Israeli Prime Minister Benjamin Netanyahu attends a special cabinet meeting to mark Jerusalem Day in Ein Lavan, on the outskirts of Jerusalem, Thursday, June 2, 2016.
Abir Sultan, AP

There’s no way to generate political change in Israel with a strategy based on a dove holding an olive branch. Mahmoud Abbas, Saeb Erekat and their friends have become the Israeli right’s main assets.

2) The center is alive and kicking. Unlike the impression created by the news from Jerusalem, Israel has not become fascist. It's not true that most Israelis have extreme-to-racist views. Many Israelis are willing to embrace a policy to divide the land, extract the country from diplomatic isolation and be part of the free, enlightened world.

The onslaught on the left may indeed be horrifying, but there is also an aversion to nationalist and religious extremism. A proper leadership and the right vision could return most Israelis to the center and generate an upheaval.

3) Netanyahu is still very strong, but he’s getting worn out. Two decades after entering the Prime Minister’s Office, he is no longer exciting and galvanizing but tedious and tiring. Israelis love novelty; they’re not comfortable with a political brand that was shiny 25 years ago.

But mistakes by Netanyahu’s rivals are keeping him in power. The groundless notion of “everything’s bad here” is turning him into something that seems positive. The errant approach of “anything but Bibi” is making people feel sorry for him. The left’s blindness, the center’s pallor and the divisiveness, pettiness and sourness portray Netanyahu as someone of stature.

Honorable council members, the conclusion is clear: There is a chance. Israel can be pulled from the brink and marched to a horizon of hope.
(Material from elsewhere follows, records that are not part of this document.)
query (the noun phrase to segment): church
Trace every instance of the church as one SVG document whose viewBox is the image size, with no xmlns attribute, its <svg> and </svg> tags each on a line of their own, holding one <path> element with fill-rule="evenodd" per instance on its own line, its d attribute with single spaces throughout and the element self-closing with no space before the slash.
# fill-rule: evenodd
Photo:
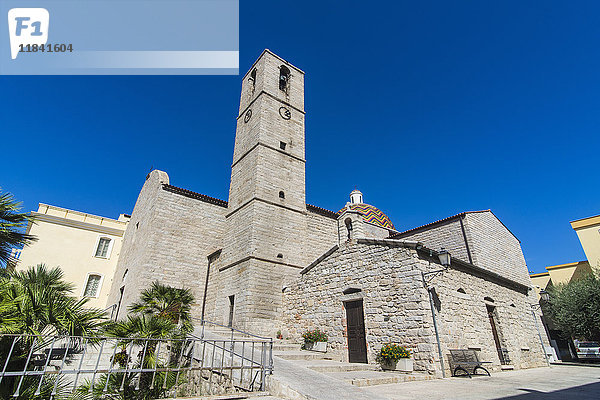
<svg viewBox="0 0 600 400">
<path fill-rule="evenodd" d="M 190 288 L 198 320 L 295 340 L 318 328 L 345 361 L 394 342 L 430 373 L 454 348 L 492 369 L 545 365 L 513 233 L 490 210 L 400 232 L 358 190 L 337 212 L 307 204 L 304 121 L 304 72 L 265 50 L 242 79 L 229 198 L 147 175 L 108 295 L 117 318 L 158 280 Z"/>
</svg>

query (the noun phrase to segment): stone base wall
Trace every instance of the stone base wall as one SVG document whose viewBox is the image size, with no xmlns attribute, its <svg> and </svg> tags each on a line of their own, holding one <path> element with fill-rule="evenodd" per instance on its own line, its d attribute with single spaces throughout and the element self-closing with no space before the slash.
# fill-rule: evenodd
<svg viewBox="0 0 600 400">
<path fill-rule="evenodd" d="M 421 272 L 440 267 L 427 255 L 400 244 L 342 244 L 284 294 L 282 333 L 301 340 L 308 329 L 324 330 L 331 351 L 347 360 L 344 302 L 362 299 L 369 363 L 375 362 L 383 344 L 394 342 L 412 350 L 416 370 L 439 374 L 431 306 Z M 478 349 L 482 360 L 492 361 L 492 369 L 500 368 L 486 297 L 496 307 L 502 345 L 512 365 L 545 365 L 531 298 L 522 287 L 512 288 L 455 268 L 434 277 L 430 285 L 435 287 L 434 303 L 439 306 L 436 316 L 447 373 L 448 350 L 453 348 Z M 360 292 L 344 294 L 348 288 Z"/>
</svg>

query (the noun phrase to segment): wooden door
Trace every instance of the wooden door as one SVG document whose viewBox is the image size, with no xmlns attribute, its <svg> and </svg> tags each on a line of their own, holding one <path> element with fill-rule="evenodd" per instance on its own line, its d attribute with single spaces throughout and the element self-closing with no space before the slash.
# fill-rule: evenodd
<svg viewBox="0 0 600 400">
<path fill-rule="evenodd" d="M 348 331 L 348 361 L 367 362 L 365 317 L 362 300 L 349 301 L 346 305 L 346 327 Z"/>
</svg>

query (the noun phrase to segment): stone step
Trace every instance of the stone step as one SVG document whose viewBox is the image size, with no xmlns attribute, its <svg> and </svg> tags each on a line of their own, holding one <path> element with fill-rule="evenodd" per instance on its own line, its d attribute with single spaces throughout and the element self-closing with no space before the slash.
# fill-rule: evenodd
<svg viewBox="0 0 600 400">
<path fill-rule="evenodd" d="M 308 350 L 284 350 L 273 351 L 273 355 L 284 360 L 335 360 L 339 361 L 339 356 L 330 353 L 321 353 Z"/>
<path fill-rule="evenodd" d="M 172 400 L 160 399 L 160 400 Z M 215 394 L 207 396 L 192 396 L 178 397 L 181 400 L 280 400 L 280 397 L 271 396 L 268 392 L 251 392 L 251 393 L 233 393 L 233 394 Z"/>
<path fill-rule="evenodd" d="M 296 360 L 298 366 L 312 369 L 317 372 L 346 372 L 346 371 L 376 371 L 377 365 L 362 363 L 347 363 L 335 360 Z"/>
<path fill-rule="evenodd" d="M 436 379 L 435 376 L 425 373 L 401 373 L 393 371 L 347 371 L 331 372 L 327 373 L 327 375 L 358 387 Z"/>
</svg>

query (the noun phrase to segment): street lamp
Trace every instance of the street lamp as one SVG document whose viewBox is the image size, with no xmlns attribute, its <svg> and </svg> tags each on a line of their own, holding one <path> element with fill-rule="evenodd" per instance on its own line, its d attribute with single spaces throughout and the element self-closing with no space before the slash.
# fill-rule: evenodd
<svg viewBox="0 0 600 400">
<path fill-rule="evenodd" d="M 542 303 L 548 303 L 550 301 L 550 293 L 548 293 L 545 289 L 540 290 L 540 302 L 531 304 L 531 315 L 535 321 L 535 329 L 538 331 L 538 337 L 540 338 L 540 344 L 542 345 L 542 351 L 544 352 L 544 358 L 546 359 L 546 364 L 550 365 L 550 360 L 548 360 L 548 354 L 546 353 L 546 346 L 544 345 L 544 341 L 542 340 L 542 334 L 540 333 L 540 328 L 538 326 L 538 316 L 536 315 L 536 311 L 542 310 Z M 542 322 L 543 324 L 543 322 Z M 550 340 L 550 337 L 548 337 Z"/>
<path fill-rule="evenodd" d="M 442 250 L 440 250 L 438 253 L 438 258 L 440 259 L 440 264 L 442 264 L 442 267 L 448 268 L 450 266 L 451 257 L 450 253 L 448 253 L 448 250 L 442 247 Z"/>
</svg>

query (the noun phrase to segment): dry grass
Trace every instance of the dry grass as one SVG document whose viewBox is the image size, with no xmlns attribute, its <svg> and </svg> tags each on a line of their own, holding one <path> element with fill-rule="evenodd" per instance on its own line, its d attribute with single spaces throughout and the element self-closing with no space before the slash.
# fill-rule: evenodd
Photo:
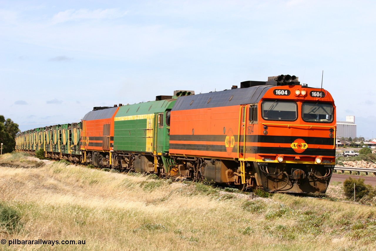
<svg viewBox="0 0 376 251">
<path fill-rule="evenodd" d="M 0 163 L 35 161 L 11 155 Z M 202 184 L 43 163 L 0 167 L 0 203 L 17 211 L 22 225 L 13 233 L 0 230 L 0 239 L 86 244 L 0 249 L 376 250 L 374 207 L 284 194 L 252 199 Z"/>
</svg>

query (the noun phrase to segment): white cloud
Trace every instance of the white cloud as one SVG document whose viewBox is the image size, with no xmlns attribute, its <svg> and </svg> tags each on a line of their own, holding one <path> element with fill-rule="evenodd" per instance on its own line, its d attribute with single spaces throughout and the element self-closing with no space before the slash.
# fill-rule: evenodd
<svg viewBox="0 0 376 251">
<path fill-rule="evenodd" d="M 21 105 L 24 106 L 28 104 L 27 102 L 24 100 L 17 100 L 14 102 L 14 104 Z"/>
<path fill-rule="evenodd" d="M 56 62 L 61 62 L 62 61 L 71 61 L 73 60 L 72 58 L 68 58 L 65 56 L 58 56 L 55 57 L 50 58 L 49 61 L 55 61 Z"/>
<path fill-rule="evenodd" d="M 120 11 L 117 9 L 99 9 L 94 11 L 83 9 L 78 11 L 68 9 L 54 15 L 52 21 L 53 23 L 56 24 L 84 19 L 113 19 L 121 17 L 126 14 L 127 12 Z"/>
<path fill-rule="evenodd" d="M 46 104 L 60 104 L 63 103 L 61 100 L 59 100 L 57 98 L 52 99 L 52 100 L 48 100 L 46 101 Z"/>
</svg>

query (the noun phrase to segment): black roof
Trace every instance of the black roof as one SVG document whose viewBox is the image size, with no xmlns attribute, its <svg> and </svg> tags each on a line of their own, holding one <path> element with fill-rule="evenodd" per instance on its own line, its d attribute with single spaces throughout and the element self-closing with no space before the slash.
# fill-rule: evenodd
<svg viewBox="0 0 376 251">
<path fill-rule="evenodd" d="M 113 107 L 89 112 L 83 116 L 82 120 L 95 120 L 110 118 L 114 116 L 114 114 L 118 108 Z"/>
<path fill-rule="evenodd" d="M 178 98 L 173 111 L 258 103 L 271 85 L 226 90 Z"/>
</svg>

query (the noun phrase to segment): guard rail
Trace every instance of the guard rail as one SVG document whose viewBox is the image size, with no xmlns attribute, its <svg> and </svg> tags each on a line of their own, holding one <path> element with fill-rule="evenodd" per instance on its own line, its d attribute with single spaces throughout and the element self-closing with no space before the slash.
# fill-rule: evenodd
<svg viewBox="0 0 376 251">
<path fill-rule="evenodd" d="M 341 171 L 342 173 L 345 172 L 345 171 L 350 171 L 350 174 L 352 172 L 356 172 L 358 174 L 359 174 L 360 172 L 365 173 L 366 175 L 368 175 L 368 173 L 373 173 L 374 174 L 376 175 L 376 168 L 362 168 L 361 167 L 341 167 L 340 166 L 336 166 L 334 167 L 334 171 Z"/>
</svg>

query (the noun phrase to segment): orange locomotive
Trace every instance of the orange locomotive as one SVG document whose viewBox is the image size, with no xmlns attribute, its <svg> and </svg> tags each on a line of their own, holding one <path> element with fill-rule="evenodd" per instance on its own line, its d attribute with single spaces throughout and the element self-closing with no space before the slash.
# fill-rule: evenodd
<svg viewBox="0 0 376 251">
<path fill-rule="evenodd" d="M 171 174 L 241 189 L 326 190 L 336 125 L 334 102 L 325 90 L 281 75 L 180 97 L 171 114 Z"/>
</svg>

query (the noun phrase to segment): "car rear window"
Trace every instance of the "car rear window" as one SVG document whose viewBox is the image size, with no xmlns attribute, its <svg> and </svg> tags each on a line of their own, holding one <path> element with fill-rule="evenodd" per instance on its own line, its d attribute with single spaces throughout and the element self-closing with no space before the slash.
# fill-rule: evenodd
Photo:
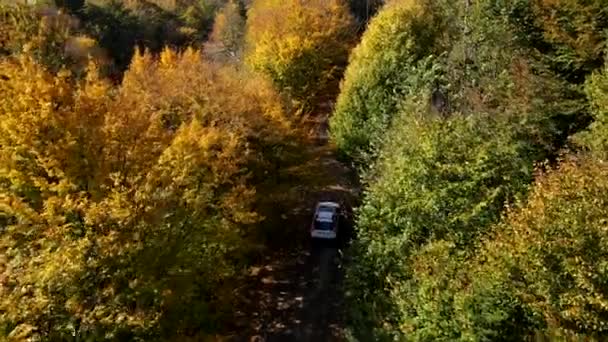
<svg viewBox="0 0 608 342">
<path fill-rule="evenodd" d="M 331 222 L 315 221 L 315 230 L 332 230 L 333 224 Z"/>
</svg>

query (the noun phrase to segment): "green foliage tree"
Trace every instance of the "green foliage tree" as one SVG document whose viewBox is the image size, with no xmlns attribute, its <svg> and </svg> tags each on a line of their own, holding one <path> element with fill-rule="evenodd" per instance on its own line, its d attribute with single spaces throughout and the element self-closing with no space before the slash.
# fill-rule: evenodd
<svg viewBox="0 0 608 342">
<path fill-rule="evenodd" d="M 522 48 L 507 18 L 494 15 L 493 2 L 476 5 L 444 8 L 445 30 L 466 28 L 450 31 L 449 48 L 437 45 L 435 57 L 404 63 L 398 70 L 415 70 L 407 76 L 387 74 L 404 89 L 378 102 L 392 109 L 367 112 L 379 119 L 349 121 L 373 157 L 363 159 L 372 163 L 362 168 L 366 191 L 346 283 L 360 340 L 520 340 L 546 324 L 511 287 L 492 282 L 498 273 L 468 267 L 505 202 L 527 193 L 535 163 L 563 145 L 562 122 L 584 108 L 564 96 L 567 83 Z M 334 134 L 342 120 L 356 118 L 356 111 L 340 110 L 339 101 Z M 492 285 L 467 297 L 460 291 L 475 277 Z"/>
<path fill-rule="evenodd" d="M 215 16 L 211 41 L 219 43 L 222 50 L 232 57 L 240 55 L 245 34 L 245 18 L 241 6 L 229 1 Z"/>
<path fill-rule="evenodd" d="M 267 75 L 300 108 L 331 98 L 353 39 L 341 0 L 254 1 L 247 19 L 247 64 Z"/>
</svg>

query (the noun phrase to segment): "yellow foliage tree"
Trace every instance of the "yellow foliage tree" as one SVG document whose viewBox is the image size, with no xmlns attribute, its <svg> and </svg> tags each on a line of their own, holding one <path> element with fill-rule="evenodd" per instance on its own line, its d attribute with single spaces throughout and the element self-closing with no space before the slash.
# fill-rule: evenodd
<svg viewBox="0 0 608 342">
<path fill-rule="evenodd" d="M 118 89 L 27 56 L 0 75 L 0 336 L 211 327 L 288 131 L 272 87 L 194 50 L 136 54 Z"/>
<path fill-rule="evenodd" d="M 246 61 L 299 106 L 315 105 L 335 95 L 353 38 L 342 0 L 256 0 L 248 12 Z"/>
</svg>

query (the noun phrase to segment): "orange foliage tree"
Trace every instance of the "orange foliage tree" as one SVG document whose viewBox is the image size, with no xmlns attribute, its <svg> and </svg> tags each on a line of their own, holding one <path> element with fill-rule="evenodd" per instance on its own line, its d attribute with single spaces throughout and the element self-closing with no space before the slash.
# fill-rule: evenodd
<svg viewBox="0 0 608 342">
<path fill-rule="evenodd" d="M 303 108 L 334 95 L 353 38 L 342 0 L 256 0 L 248 12 L 246 61 Z"/>
</svg>

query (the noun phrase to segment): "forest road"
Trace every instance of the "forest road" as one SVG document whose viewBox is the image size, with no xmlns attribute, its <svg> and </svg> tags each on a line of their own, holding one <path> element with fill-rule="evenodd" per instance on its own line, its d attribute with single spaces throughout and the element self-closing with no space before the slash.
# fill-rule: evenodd
<svg viewBox="0 0 608 342">
<path fill-rule="evenodd" d="M 323 129 L 323 128 L 322 128 Z M 250 268 L 240 290 L 239 332 L 230 341 L 343 341 L 342 253 L 352 237 L 352 211 L 358 188 L 352 170 L 340 163 L 322 135 L 299 186 L 296 201 L 284 215 L 284 235 L 274 252 Z M 311 177 L 311 173 L 315 173 Z M 322 181 L 311 181 L 320 179 Z M 314 183 L 314 184 L 311 184 Z M 345 208 L 336 241 L 312 241 L 309 227 L 318 201 L 338 201 Z"/>
</svg>

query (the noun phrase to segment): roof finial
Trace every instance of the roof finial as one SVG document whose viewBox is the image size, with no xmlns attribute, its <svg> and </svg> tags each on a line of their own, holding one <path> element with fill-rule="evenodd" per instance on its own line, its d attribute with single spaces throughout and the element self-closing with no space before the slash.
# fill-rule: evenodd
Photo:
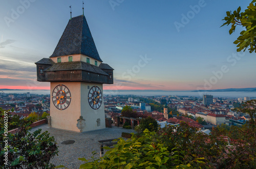
<svg viewBox="0 0 256 169">
<path fill-rule="evenodd" d="M 83 15 L 83 16 L 84 16 L 84 13 L 83 13 L 83 9 L 84 9 L 84 8 L 83 8 L 83 4 L 84 4 L 84 3 L 83 3 L 83 1 L 82 1 L 82 15 Z"/>
<path fill-rule="evenodd" d="M 71 19 L 72 18 L 72 11 L 71 6 L 70 6 L 69 8 L 70 8 L 70 19 Z"/>
</svg>

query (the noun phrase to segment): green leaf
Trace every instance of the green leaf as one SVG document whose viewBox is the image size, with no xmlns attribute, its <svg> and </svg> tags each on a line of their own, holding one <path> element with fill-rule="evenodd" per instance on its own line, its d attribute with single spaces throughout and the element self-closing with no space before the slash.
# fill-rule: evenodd
<svg viewBox="0 0 256 169">
<path fill-rule="evenodd" d="M 157 156 L 157 157 L 156 157 L 156 161 L 157 161 L 157 162 L 159 162 L 161 163 L 161 158 L 160 158 L 159 157 Z"/>
<path fill-rule="evenodd" d="M 19 159 L 16 158 L 14 160 L 14 161 L 12 161 L 12 163 L 11 164 L 11 166 L 14 166 L 16 165 L 17 165 L 19 163 Z"/>
</svg>

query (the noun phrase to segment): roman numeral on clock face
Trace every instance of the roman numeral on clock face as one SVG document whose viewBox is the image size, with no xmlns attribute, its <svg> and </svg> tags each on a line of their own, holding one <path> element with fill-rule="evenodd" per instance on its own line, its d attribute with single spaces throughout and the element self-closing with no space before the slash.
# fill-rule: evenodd
<svg viewBox="0 0 256 169">
<path fill-rule="evenodd" d="M 97 86 L 93 86 L 88 92 L 88 102 L 94 109 L 98 109 L 102 102 L 102 94 Z"/>
<path fill-rule="evenodd" d="M 67 108 L 71 102 L 71 93 L 65 85 L 59 84 L 53 90 L 52 99 L 57 109 L 63 110 Z"/>
</svg>

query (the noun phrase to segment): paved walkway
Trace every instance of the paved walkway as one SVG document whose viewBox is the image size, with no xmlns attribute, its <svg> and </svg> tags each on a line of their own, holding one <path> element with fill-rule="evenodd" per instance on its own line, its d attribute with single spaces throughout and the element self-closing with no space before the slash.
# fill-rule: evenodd
<svg viewBox="0 0 256 169">
<path fill-rule="evenodd" d="M 92 152 L 94 151 L 98 153 L 95 157 L 99 157 L 100 144 L 98 140 L 120 137 L 123 132 L 136 132 L 132 129 L 113 127 L 80 133 L 52 128 L 47 124 L 33 128 L 31 131 L 34 132 L 39 128 L 42 129 L 42 132 L 48 131 L 50 136 L 54 137 L 59 147 L 58 156 L 56 156 L 51 162 L 56 166 L 63 165 L 70 169 L 79 168 L 83 162 L 79 160 L 78 158 L 89 159 L 92 156 Z M 61 144 L 62 142 L 67 140 L 74 140 L 75 143 L 67 145 Z"/>
</svg>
But to do so it must be understood that the change won’t take place at the police’s fraud squad or in the State Comptroller’s Office. It will take place at the polls.

And to do so Israel’s next general election must feature three forces. The center-left must strive for social justice, the center must strive for unity, progress and the good life, and the center-right must strive for a return to Zeev Jabotinsky’s spirit and Menachem Begin’s Likud.

And there must be communication among the three forces. They must be committed to changing the government, saving democracy and advancing a cautious, moderate peace move. With ingenious and vigorous work together, it is still possible to save Israel.